Creativity and connection

The other thing I think that’s really important in relation to how we combat loneliness with our work is that we have a process of imagination, story-creation, lyric-writing and shared music that helps people create genuine connections with each other. That leads to forming friendships that they previously didn’t have through a shared goal and vision that they’re working towards. Those connections are an antidote to loneliness. When you have those genuine connections in your life, certainly multiple genuine connections, you start to feel like your not so alone. I think that’s really really important.

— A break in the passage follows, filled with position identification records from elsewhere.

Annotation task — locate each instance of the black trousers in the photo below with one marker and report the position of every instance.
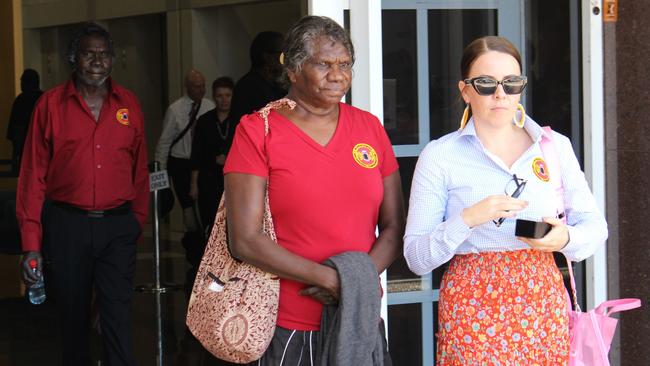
(180, 172)
(82, 253)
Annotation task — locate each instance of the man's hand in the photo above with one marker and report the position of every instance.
(30, 276)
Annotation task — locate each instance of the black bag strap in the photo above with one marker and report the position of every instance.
(187, 128)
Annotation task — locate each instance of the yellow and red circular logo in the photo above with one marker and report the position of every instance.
(541, 169)
(122, 116)
(365, 155)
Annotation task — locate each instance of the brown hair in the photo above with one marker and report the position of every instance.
(222, 82)
(485, 44)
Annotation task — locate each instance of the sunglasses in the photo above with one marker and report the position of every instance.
(486, 85)
(514, 191)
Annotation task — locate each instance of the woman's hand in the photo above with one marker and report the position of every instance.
(221, 159)
(321, 295)
(329, 293)
(194, 191)
(492, 208)
(554, 241)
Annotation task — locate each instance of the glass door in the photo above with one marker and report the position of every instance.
(422, 43)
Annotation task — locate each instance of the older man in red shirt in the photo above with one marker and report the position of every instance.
(83, 197)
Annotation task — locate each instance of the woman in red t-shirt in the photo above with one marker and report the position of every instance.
(332, 178)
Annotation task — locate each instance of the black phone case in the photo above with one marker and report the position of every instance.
(531, 229)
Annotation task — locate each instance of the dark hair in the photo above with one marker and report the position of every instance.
(300, 39)
(222, 82)
(485, 44)
(88, 29)
(264, 42)
(29, 80)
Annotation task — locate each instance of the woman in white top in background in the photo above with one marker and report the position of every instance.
(502, 299)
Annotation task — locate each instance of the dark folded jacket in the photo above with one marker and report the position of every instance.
(352, 332)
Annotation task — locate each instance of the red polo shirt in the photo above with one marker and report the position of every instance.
(70, 157)
(325, 200)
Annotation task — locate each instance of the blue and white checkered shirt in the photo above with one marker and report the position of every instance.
(456, 171)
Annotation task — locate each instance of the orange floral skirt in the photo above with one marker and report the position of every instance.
(503, 308)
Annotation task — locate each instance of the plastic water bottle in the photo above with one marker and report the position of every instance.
(36, 291)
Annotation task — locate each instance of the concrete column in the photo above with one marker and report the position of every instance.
(629, 163)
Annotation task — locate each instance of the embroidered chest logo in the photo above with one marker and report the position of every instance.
(122, 116)
(365, 155)
(541, 169)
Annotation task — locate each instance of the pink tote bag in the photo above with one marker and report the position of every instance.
(590, 333)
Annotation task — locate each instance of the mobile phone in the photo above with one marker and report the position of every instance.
(531, 229)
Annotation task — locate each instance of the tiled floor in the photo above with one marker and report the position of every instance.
(28, 335)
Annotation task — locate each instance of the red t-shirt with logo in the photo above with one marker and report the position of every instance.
(324, 199)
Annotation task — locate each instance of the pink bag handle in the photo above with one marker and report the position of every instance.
(617, 306)
(549, 150)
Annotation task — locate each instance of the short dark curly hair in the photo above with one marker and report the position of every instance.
(88, 29)
(299, 42)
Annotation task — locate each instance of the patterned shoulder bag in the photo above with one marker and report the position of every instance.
(233, 307)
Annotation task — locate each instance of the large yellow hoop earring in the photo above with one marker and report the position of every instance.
(463, 121)
(522, 119)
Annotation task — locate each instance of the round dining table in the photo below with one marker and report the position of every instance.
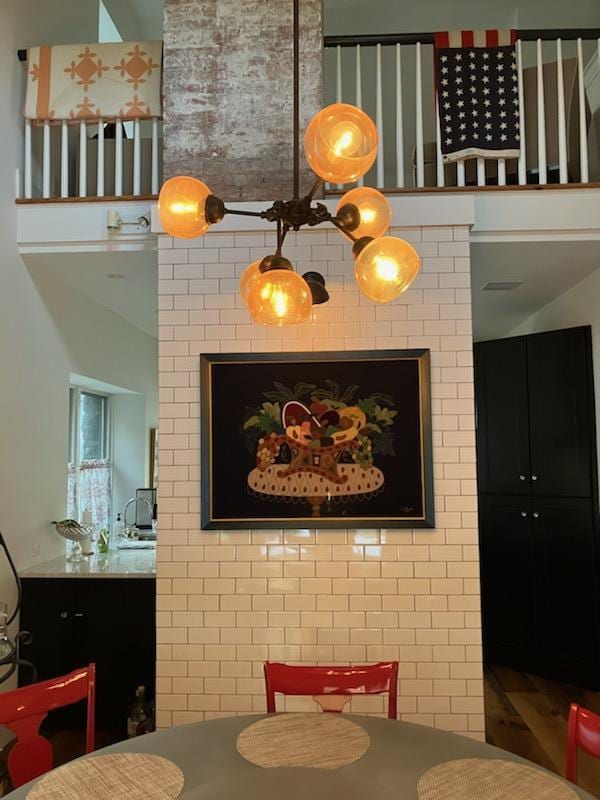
(391, 760)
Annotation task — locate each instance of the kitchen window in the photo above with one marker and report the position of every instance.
(89, 466)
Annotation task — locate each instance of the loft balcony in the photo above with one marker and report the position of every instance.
(391, 76)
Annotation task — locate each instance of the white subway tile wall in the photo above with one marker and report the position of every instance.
(229, 600)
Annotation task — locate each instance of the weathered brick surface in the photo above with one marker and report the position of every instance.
(228, 92)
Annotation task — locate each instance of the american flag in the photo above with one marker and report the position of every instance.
(478, 94)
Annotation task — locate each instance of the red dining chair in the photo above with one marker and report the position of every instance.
(583, 731)
(23, 710)
(332, 687)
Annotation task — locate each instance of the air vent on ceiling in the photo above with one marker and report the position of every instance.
(500, 286)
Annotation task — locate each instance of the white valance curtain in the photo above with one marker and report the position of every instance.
(89, 487)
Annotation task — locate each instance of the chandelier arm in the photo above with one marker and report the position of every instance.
(318, 183)
(296, 101)
(335, 221)
(241, 213)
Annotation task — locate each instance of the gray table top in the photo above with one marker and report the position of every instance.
(399, 754)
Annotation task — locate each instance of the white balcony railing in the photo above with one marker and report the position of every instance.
(82, 159)
(392, 78)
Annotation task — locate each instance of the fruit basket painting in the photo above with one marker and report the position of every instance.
(316, 440)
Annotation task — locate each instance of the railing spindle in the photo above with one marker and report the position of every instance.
(399, 122)
(522, 132)
(118, 158)
(379, 122)
(64, 159)
(154, 186)
(82, 159)
(480, 171)
(562, 124)
(46, 160)
(358, 86)
(438, 145)
(100, 160)
(501, 172)
(542, 165)
(338, 84)
(137, 181)
(28, 159)
(583, 147)
(419, 118)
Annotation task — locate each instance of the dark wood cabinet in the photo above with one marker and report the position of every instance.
(538, 504)
(561, 412)
(535, 414)
(110, 621)
(508, 582)
(502, 405)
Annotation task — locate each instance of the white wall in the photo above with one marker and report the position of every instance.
(47, 330)
(579, 306)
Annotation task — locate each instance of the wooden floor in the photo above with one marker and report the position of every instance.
(527, 715)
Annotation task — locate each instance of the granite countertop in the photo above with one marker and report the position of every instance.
(115, 564)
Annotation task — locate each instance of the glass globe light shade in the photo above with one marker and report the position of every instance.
(385, 268)
(341, 143)
(182, 207)
(249, 276)
(280, 297)
(374, 209)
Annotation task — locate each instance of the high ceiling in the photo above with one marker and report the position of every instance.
(133, 296)
(546, 269)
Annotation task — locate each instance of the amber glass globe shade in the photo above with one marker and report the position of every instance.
(374, 209)
(182, 207)
(385, 268)
(341, 143)
(280, 297)
(249, 276)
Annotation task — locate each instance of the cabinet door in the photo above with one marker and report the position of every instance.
(567, 590)
(561, 412)
(115, 623)
(502, 416)
(507, 580)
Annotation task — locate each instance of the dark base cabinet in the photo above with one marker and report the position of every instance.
(538, 501)
(539, 587)
(110, 621)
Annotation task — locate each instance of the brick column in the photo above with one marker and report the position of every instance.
(228, 92)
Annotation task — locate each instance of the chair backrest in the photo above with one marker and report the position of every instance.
(326, 683)
(23, 710)
(583, 731)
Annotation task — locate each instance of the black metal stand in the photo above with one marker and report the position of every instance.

Social change and a sense of meaning

The other thing that I think helps us to combat loneliness is that we aim for our work to have a real social impact at it’s heart; it’s about social change. There’s an issue-based element to all the work we create. By allowing people to talk about issues that affect their community and really listening to them and allowing what they say to shape the work, I think it gives people a sense of meaning and responsibility. They start to have an understanding that their art, which they are actively creating, can have an impact and improve the world that they live in. Having that responsibility helps participants meaningfully connect with the world around them, empowering them and perhaps lifting them out some of the things that effect them on a more micro-personal level. Importantly, this creativity gives a sense of purpose, which is something that massively decreases the chance of you feeling lonely. The combination of purpose and responsibility gives people a reason to get up  in the morning, to talk and connect with other.

Audience watches 'Ears Against Loneliness' performance at Social Care Future conference.
Performing in front of an audience builds confidence to take out into the wider world.

Developing skills that translate into the everyday

A focus on developing “soft skills” such as team work, creativity, communication and problem solving is another way in which our work at Made by Mortals helps to tackle loneliness and isolation. These skills are developed naturally as part of devising a piece of theatre or writing a piece of music, but they transfer into life much more widely. Creating a safe space where these skills can be worked on and cultivated gives people tools for resilience in the wider world. As, of course, do performance skills. We work on building people’s confidence up to the point where they’ll perform in front of a room full of strangers. Once you’ve done that, overcoming nerves and other issues, what else can you do that you might not have thought possible? When else can you connect with others? What other times can you take a risk that allows you to become more connected to your community and less isolated?

All of these elements – enjoyment, connection and creativity – come  together to make people feel that they are more connected to the community at large and makes the world feel like a less scary place.